Graffiti sanatının tarihi: eskilere dayanan bir sanat olduğunu söyleyebiliriz.. Eski Mısır döneminde, yolculukları sırasında insanlar duvarlara bir takım şekiller, mesajlar ve yazılar bırakarak yolculuklarına devam ederlermiş. Tabii o zamanlar ismi bu olmasa da ilk grafitinin sinyalleriydi bunlar. Mısırlılardan sonra birçok insan geçtiği yerlere imzasını bırakmaya, resmetmeye devam etmiştir. Aslında duvara yazı yazma isteği insanların iz bırakma isteğiyle açığa çıkmıştır..izler ve mesajlar bizi graffiti yapan insanın dünyasının içine çekecekti farkında bile olmadan. Yasam mekanı sadece güzel evlerle neden sınırlı kalacaktı ki? Sokaklar da yasam mekanıdır aslında. Ve sokakları da yaşam alanı olarak gören ülkelerde graffiti sanatı çok daha yaygınlaşmıştır. Ülkemizde ise ara sokaklarda görüldüğünde şaşırtan tek tük graffitinin dışında pek fazla bir şey görmek mümkün değildir. Türkiye yurtdışındaki ülkelere nazaran biraz geride... geri olma sebebi de kullandığımız boyalar bence. Ya da Style/tarz eksikliği olabilir..
Buraya park etmek yasaktır, buraya çöp döken.. veya menekşe sokak gibi yazıları da graffitiden saymamalıyız değil mi? Şüphesiz çok fazla yetenek gerektiren bu sanat dalını sadece yazı olarak da algılamamak lazım.
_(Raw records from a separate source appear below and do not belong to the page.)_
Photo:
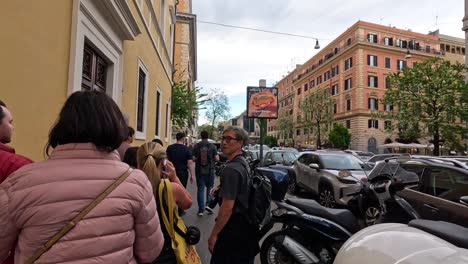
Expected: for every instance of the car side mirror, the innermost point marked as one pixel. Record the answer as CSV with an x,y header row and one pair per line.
x,y
464,200
314,166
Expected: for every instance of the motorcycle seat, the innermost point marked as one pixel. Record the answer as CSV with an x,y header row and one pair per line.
x,y
342,217
452,233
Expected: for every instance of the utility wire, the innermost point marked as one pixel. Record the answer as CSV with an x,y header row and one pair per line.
x,y
256,29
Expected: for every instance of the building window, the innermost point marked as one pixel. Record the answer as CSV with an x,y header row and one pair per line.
x,y
348,84
158,113
141,102
348,124
372,38
335,71
387,82
372,104
388,41
335,89
372,60
348,63
94,72
401,64
388,125
388,63
372,81
373,123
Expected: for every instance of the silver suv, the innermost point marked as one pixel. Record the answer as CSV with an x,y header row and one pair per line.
x,y
317,172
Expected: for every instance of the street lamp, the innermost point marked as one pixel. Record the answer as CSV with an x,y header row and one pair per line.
x,y
317,46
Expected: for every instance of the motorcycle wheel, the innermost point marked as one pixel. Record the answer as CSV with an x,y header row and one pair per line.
x,y
271,253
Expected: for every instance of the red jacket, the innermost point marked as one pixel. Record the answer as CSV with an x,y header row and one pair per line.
x,y
9,163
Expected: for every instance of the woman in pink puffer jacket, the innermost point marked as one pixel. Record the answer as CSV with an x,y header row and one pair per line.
x,y
38,200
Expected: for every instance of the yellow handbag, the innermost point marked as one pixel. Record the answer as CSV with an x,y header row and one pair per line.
x,y
184,252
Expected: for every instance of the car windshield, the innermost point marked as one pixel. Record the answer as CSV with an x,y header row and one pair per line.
x,y
393,169
284,156
341,162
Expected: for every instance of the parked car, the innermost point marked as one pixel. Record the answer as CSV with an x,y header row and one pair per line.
x,y
317,172
279,156
439,193
362,155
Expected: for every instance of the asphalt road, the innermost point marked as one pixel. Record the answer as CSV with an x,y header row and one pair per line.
x,y
206,222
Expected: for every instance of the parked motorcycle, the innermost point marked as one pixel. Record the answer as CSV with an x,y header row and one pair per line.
x,y
312,233
418,242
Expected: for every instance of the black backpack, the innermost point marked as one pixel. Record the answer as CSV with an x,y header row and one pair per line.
x,y
259,210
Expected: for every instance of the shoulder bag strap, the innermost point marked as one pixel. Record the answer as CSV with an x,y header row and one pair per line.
x,y
167,216
71,224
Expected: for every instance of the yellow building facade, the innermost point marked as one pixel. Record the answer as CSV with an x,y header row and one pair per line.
x,y
53,48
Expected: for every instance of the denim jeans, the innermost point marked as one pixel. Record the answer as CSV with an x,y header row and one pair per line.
x,y
204,181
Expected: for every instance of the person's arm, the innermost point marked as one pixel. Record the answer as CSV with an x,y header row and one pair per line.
x,y
149,239
8,231
225,211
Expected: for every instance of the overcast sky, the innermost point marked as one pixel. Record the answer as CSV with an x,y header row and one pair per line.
x,y
231,59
Karakter çizen usta graffiticiler kendi tarzlarını oluşturup o karakterleri adeta konuşturmuşlardır.
Graffitiyi kısaca açıklamak gerekirse duvarlara yapılan resim sanatıdır. Graffiti suç değil o bir sanattır, elindeki sadece bir kutu sprey, sokakların ressamları onlar, yüreğin seslenişinin duvarlara yansıması… Gençlerden bazıları suskundu fakat graffiti yaptıkları anda gözlerindeki pırıltıdan yaptıkları sanata gösterdikleri sevgi ve saygı anlaşılıyordu.
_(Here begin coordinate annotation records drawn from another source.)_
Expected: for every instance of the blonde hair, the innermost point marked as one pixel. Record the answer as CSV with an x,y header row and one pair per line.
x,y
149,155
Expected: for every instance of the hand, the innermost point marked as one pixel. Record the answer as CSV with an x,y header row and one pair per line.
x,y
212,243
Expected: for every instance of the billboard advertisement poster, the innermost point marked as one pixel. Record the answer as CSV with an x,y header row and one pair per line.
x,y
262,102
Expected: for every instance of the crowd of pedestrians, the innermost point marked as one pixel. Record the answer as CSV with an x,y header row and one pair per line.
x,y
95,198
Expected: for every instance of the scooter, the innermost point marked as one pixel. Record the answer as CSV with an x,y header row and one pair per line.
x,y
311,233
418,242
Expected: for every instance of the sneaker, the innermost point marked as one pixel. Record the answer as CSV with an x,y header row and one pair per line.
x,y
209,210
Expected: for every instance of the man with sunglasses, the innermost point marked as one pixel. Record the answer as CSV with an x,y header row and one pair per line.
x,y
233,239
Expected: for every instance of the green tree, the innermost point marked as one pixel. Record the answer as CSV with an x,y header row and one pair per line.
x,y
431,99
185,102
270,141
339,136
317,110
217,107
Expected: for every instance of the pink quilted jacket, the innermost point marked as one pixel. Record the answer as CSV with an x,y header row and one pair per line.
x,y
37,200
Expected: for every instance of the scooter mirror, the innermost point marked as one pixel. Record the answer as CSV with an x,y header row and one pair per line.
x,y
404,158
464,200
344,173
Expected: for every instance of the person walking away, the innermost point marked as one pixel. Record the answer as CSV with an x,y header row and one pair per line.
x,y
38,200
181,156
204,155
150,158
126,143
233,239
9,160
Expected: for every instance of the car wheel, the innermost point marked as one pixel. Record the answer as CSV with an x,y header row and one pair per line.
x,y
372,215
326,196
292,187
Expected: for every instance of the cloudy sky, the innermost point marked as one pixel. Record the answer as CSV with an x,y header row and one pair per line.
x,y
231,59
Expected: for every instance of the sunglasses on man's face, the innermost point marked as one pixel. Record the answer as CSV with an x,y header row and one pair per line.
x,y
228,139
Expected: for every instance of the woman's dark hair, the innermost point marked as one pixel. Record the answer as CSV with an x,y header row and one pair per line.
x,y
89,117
O kadar zor bir sanat ki spreye bir fırça kadar sahip olabilmek, hele yasadışı bir grafiti atılıyorsa duvara, belki boyalarını bile bırakıp hızla koşmaktan başka çaren yoktur. Ama röportaj sırasında anladım ki yasadışı çalışmamaktan yanalar. Tabii yasadışı da olmalıdır (bu cümleyi kullanalım mı?) kesinlikle ama yaptıkları graffitiyi eğer yarım bırakıp gitmişlerse uykusuz geçen bir gecenin belki de ilerleyen saatlerinde dönüp onu tamamlayabilme riskine girerler. Yarım bir graffiti acı verir sanatçısına… Bir de eğer grafitin gasp edilmiş, karalanmışsa o daha kötüdür. Sohbetimiz sırasında graffitisi önünde ağladığını söylerken içim burkuldu ve sanat bunlar, düşünün 2 metrelik bir karakter portre yapmışsınız ve ertesi sabah üstü saçma sapan yazılarla kapatılmış… önünde kıvrılıp ağlayabilir insan.
Bu arada grafiti yapanlara “writer” (yazıcı), graffitiye yeni başlayanlara da “kolpa” deniyormuş.. Bir de yaptığınız grafitinin başka biri tarafından bozulması, karalanmasına da “crosslamak” deyimini kullanıyorlar. Crossla yaklaşanı crosslarsın, olay bundan ibaret. Graffiti yapan gençler sadece kendi dışa vurumları değil, sosyal konuları da ele alıyorlar. Lübnan savaşı, Irak savaşı gibi konuları da ele alıyor, bir sprey de barış için sıkıyorlar… Özellikle yurtdışında trenlerin üzerinde yasadışı yazılar yazanlar da oluyor tabi. Ben özellikle tarihi eserlere yapılmamasından yanayım..
Graffiti, rap, hip hop mükemmel uyum ve kardeşliğiyle büyüyüp gelişirken kendi ticari sektörü, kendine has giyim tarzı, kendi yaşam tarzı ve kendi literatürü vardır. Hatta kendi içinde farklı konuşma stilini ve deyimleri de barındırmaktadır.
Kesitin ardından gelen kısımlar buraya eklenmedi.